Recombinant chicken egg white cystatin variants of the QLVSG region

Abstract

Using recombinant DNA methods, seven cystatin variants were produced by cassette mutagenesis of a chicken egg white cystatin variant which already contains the mutations Ala3, Glu2, Phe1, Ser1 → Met, Met29 → and Met 89 → Leu. When characterized by structural and functional studies, they were all found to harbour mutations in the first hairpin loop, the so‐called ‘QXVXG’ region, which is highly conserved within the cystatin superfamily and thought to be important for its inhibitory activity towards cysteine proteinases. They were purified to more than 90% homogeneity and analysed by SDS/PAGE, HPLC, tryptic peptide mapping, N‐terminal amino acid sequencing and ELISA. Structural model building of the variants and their complexex with papain was performed using computer graphics based on the crystallographic coordinates of chicken egg white cystatin and the papain‐stefin complex.
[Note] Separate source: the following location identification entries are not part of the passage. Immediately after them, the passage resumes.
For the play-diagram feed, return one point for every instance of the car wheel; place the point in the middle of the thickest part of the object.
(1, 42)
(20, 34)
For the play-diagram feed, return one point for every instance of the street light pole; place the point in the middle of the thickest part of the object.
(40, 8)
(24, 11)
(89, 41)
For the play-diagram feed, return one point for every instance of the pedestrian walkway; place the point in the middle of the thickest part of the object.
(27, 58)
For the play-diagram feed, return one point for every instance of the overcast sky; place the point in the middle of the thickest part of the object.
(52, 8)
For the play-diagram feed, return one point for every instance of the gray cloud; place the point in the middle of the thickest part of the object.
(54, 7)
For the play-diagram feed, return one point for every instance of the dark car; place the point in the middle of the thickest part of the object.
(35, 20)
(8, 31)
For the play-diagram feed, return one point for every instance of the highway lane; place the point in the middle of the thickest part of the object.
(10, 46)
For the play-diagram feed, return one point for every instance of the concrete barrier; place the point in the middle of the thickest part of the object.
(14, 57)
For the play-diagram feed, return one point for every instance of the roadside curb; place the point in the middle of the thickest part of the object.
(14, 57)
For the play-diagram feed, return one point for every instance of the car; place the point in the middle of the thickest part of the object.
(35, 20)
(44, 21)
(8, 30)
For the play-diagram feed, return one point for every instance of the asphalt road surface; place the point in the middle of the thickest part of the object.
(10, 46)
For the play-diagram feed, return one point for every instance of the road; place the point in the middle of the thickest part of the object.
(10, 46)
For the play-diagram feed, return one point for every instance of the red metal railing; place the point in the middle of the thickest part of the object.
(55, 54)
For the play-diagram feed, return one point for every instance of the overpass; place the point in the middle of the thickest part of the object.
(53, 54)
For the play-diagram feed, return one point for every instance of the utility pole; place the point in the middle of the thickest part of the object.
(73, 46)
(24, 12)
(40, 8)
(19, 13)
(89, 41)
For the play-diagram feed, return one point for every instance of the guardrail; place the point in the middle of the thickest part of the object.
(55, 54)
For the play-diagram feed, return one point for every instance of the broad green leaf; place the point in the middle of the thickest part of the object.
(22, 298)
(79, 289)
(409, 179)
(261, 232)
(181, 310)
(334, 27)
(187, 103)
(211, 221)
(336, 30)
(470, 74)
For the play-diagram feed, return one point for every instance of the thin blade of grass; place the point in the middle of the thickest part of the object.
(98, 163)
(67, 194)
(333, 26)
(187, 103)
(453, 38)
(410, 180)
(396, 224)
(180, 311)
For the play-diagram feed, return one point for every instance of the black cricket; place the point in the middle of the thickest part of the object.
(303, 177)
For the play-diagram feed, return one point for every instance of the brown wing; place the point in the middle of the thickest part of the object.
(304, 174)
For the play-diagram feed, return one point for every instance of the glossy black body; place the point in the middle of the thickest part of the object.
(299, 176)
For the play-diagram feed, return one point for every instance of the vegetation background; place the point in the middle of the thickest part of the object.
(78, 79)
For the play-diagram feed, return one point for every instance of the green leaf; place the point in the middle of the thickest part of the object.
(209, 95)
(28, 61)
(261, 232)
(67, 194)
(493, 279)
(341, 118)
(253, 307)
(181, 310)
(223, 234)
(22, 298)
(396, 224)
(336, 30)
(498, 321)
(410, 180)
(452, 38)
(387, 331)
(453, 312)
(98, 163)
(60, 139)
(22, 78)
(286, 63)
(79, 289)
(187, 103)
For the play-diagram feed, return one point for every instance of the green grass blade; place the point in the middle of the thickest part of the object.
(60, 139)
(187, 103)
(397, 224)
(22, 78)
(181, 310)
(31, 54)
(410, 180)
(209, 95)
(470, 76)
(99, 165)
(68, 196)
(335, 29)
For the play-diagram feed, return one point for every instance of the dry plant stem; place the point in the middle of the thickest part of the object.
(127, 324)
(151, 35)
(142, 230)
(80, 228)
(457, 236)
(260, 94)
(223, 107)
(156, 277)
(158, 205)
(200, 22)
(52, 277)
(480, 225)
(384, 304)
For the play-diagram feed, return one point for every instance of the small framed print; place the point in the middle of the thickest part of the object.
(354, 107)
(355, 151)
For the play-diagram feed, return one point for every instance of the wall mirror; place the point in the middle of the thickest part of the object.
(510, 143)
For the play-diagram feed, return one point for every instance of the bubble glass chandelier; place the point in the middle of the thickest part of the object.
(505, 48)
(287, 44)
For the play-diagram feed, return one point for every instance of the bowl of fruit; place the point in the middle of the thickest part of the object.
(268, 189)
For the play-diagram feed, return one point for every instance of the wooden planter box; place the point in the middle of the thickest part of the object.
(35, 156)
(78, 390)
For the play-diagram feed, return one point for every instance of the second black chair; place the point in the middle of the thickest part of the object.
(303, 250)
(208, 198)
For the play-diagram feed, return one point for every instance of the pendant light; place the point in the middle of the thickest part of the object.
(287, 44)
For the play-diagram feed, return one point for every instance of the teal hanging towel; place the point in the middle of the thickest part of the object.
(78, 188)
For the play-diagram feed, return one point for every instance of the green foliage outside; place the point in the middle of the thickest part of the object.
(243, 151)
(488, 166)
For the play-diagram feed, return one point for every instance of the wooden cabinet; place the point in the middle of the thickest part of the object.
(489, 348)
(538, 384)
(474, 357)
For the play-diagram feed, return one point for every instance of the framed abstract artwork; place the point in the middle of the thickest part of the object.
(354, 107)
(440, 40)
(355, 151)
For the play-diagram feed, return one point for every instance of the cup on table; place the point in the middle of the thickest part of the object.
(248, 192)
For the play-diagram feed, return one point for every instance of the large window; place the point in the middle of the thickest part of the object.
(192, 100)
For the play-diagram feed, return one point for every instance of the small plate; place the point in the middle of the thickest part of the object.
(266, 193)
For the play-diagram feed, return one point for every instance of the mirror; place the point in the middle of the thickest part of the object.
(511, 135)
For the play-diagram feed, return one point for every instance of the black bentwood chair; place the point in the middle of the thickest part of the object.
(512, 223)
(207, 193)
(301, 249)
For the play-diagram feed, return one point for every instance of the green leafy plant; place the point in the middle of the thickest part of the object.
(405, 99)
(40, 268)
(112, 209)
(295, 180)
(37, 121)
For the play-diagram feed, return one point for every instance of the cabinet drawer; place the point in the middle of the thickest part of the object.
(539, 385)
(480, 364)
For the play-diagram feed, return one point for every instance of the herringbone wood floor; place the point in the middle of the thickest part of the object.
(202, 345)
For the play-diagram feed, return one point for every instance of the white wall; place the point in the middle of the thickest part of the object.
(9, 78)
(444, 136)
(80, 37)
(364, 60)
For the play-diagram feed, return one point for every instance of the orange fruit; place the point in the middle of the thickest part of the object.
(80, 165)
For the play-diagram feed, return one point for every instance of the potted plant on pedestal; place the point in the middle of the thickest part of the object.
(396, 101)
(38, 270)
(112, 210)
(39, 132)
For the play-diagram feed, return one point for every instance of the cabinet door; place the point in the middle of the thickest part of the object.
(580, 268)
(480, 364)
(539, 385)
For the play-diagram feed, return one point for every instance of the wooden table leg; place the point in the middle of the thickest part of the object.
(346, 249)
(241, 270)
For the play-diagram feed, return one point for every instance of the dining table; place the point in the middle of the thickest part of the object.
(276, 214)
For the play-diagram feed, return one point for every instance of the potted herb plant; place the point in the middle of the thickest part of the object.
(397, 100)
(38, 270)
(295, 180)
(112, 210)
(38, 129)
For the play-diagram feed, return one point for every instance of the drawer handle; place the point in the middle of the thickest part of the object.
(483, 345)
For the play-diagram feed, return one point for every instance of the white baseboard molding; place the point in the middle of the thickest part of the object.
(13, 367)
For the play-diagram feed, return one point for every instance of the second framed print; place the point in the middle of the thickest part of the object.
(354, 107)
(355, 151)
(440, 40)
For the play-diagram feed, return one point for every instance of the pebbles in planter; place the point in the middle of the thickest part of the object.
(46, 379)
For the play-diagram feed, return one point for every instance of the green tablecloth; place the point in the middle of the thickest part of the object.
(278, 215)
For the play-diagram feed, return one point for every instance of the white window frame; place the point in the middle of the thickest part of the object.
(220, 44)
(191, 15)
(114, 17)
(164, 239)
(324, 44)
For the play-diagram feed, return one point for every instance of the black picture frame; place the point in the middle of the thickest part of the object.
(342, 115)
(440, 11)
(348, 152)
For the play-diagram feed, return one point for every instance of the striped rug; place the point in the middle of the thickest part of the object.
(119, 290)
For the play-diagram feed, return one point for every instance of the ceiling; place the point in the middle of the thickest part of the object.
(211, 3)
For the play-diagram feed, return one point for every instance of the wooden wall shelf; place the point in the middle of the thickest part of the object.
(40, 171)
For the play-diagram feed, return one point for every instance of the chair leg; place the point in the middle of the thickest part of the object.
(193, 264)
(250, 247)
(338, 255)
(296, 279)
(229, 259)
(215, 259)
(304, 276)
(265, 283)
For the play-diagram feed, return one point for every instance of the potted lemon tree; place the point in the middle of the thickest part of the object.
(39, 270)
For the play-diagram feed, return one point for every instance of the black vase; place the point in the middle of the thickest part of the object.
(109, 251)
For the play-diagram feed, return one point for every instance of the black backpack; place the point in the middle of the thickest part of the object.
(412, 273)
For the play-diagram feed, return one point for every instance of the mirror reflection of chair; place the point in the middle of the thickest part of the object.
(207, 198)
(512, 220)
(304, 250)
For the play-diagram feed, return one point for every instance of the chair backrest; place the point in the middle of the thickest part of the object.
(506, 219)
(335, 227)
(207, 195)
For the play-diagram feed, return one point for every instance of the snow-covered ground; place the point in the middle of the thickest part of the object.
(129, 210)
Only minor conformational changes were required for modelling the mutants or complexes. Equilibrium dissociation constants and rate constants of complex formation of the variants with papain, actinidin as well as cathepsin B and L were determined by kinetic measurements using fluorogenic substrates. The single exchanges Gln53 → Glu, Gln53 → Asn, Val44 → Asp, Gly57 → Ala and the double exchanges Arg52 → Leu, Gln53 → Glu, Gln53 → Asn, Ser56 → Ala, Leu54 → Met, Gly57 → Ala reduced the inhibition of papain, actinidin and cathespin B significantly by 10‐1000‐fold. With the exception of the Val55 → Asp variant, the differences in the K_i values are mainly due to larger k_off values, whereas the k_on values seem to be more or less unaffected by the selected mutations. The effect on the inhibition of papain is generally smaller than the effects on actinidin and cathepsin B inhibition. Cathepsin L inhibition is strikingly insensitive to all mutations. These distinct effects of the inhibitor variants indicate differences in proteinase – inhibitor‐protein interactions between closely related cysteine proteinases. In addition, the results verify the prediction, made earlier from sequence alignment studies and from a docking model of the chicken cystatin‐papain complex, that the first hairpin loop of cystatins is essential for effective inhibition.